Once again we are visited by the Blackcap. This vagrant has come by our garden in the autumn almost every year for a long time now. They are not breeding birds in Iceland and most likely come from Scandinavia. They have been spotted all around the country this autumn.
This Red-flanked Bluetail is a first for Iceland! Two birds were spotted last week. These beautiful birds are supposed to fly south to warmer climates in winter. Their summer habitat is in Northern Asia and Northeast Europe, as far as Finland. They winter in Southeast Asia.
The Red-flanked Bluetail has been a rare vagrant in Western Europe but has lately been spotted more often, mostly in Great Britain. This one was obviously blown off course and ended up in Southeast Iceland, in the fishing village of Höfn in Hornafjörður.
ORNOSK’s picture of the Red-flanked Bluetail appeared in Iceland’s leading newspaper: http://www.mbl.is/frettir/innlent/2017/10/24/flaekingsfugla_hrekur_til_islands/
The Wren is very busy these days catching winter moths. It seems to be a great part of its diet at this time of year. This clever little bird is very diligent and picks them off the walls and in crevices where they might hide.
One has claimed our house as his own private property, driving others away with force, and cleaning the moths off the walls like a perfect little housekeeper.
There are more Wrens this autumn than often before so this summer seems to have been a prosperous one.
The Red-eyed Vireo is an American vagrant and a near annual in Iceland. This autumn two have been spotted in Iceland, one in Stokkseyri and the other near the neighbouring village Eyrarbakki, in Floi Reserve.

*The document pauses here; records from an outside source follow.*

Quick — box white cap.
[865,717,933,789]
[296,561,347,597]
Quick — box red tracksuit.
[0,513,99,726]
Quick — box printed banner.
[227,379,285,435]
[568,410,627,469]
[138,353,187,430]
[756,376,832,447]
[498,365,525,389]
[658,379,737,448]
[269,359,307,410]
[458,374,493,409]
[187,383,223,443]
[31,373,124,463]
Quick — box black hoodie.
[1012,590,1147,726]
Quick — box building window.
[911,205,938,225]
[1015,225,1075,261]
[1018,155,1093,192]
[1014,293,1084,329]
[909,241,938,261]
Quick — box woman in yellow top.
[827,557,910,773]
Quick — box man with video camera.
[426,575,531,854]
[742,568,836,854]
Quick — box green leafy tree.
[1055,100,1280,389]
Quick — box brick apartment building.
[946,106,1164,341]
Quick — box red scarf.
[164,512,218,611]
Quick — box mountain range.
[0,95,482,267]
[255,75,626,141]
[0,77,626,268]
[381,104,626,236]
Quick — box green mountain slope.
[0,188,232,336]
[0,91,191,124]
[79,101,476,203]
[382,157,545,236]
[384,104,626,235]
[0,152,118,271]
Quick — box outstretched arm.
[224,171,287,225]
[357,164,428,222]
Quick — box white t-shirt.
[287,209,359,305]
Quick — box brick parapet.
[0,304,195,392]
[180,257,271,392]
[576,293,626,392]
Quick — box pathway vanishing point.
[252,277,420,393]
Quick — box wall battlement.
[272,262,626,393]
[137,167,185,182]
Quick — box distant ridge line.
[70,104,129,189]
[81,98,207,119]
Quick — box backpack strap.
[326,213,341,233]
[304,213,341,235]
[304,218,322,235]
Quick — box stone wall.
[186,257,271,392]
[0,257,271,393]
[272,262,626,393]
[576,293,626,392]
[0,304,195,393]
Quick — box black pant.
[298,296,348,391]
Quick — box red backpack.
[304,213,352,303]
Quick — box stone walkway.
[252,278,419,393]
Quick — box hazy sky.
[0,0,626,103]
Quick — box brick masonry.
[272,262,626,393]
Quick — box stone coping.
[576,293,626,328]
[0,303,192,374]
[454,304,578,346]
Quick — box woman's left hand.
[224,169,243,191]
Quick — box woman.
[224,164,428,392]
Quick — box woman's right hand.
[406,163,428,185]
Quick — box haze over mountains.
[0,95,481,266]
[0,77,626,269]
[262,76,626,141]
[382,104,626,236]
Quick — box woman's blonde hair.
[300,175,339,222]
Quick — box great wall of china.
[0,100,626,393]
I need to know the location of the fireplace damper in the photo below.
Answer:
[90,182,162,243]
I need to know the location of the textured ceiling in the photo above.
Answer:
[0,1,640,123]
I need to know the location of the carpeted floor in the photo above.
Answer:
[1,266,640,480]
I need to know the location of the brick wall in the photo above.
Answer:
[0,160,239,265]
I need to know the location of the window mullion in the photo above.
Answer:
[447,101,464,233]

This is the third year in a row that a Red-eyed Vireo is spotted in the same garden in Stokkseyri – nice coincident that. The birds that fly off course, way over the North Atlantic, will not survive the winter in Iceland. Their winter habitat is in warmer climates, in lowland forests in South America.
The Ptarmigan is getting ready for winter. Its plumage is changing from the earthen colours of its summer habitat to the white of the winter snows.
It seems there are more Ptarmigans now than often before. The summer was a good one for breeding and in the forests that we frequent we see groups of them. These are probably parents with their grown young ones from early summer but the chicks are often 10-12 in one breeding.
A lot of hustle and bustle on the feeding tray while the birds come and go. More want to join the pack than fit the tray but we make sure to fill up frequently so that hopefully none will go away without having had a morsel.
It has been exceptionally lively in the garden for the last few days. It has been raining with some heavy winds which makes the garden a good place to find food and shelter in.
There have been the usual Redpolls, up to 25 of them, seven Blackbirds, lots of Redwings and Starlings, two Goldcrests and a Wren. Then there are the Crossbills that have taken a liking to our garden and there were at least nine of them here this morning. But the most unusual ones here are the Siskins. Their numbers have grown from last week and now there are at least 12 of them.
We wake up in the morning with the Siskins chittering outside our bedroom window. It is such a lovely start to the day.
Once again we are so fortunate to be visited by this beautiful creature, the Little Egret. It has been spotted around Selfoss in the last ten days. In its stark white plumage it stand out among most other Icelandic birds.
In recent years the Little Egret has become an annual vagrant in Iceland and has been seen around Selfoss both spring and autumn. These birds probably come from Great Britain or Ireland where the population has been increasing for the last 20 years.
The Siskin is a favoured guest in our garden. It is rather rare here although a frequent vagrant in Iceland. In the last few years they have come here in the spring and autumn, usually one or two birds, staying only for a few days. The Siskin may have started breeding regularly in the fast growing Icelandic forests but records are limited.
The Siskin stands out among the Redpolls on our feeders in their beautiful yellow and grey colours. The male is more prominent as the yellow colours contrast with the black.
For a week now three have been visiting. Whether they plan to stay for the winter remains to be seen but we make the most of their stay and watch them as they mingle with Redpolls and Crossbills. Their stay will most likely be temporary, our garden only a stopover before they leave for warmer climates.
Through the summer we have put out feed for the birds, sunflower seed. In the end of May a Common Crossbill appeared with a few chicks, a male with its offsprings. In June the number of chicks multiplied and for a time there were two males with no less than sixteen baby chicks on the feeding tray.
Later the males disappeared leaving the chicks here on their own. They have been here the whole summer, often five to six of them but now they are eleven.
The chicks are becoming more mature and their plumage is taking on the colours of the adults. Reed and yellow orange feathers are appearing. The youngest, however, still hold on to their grey tones.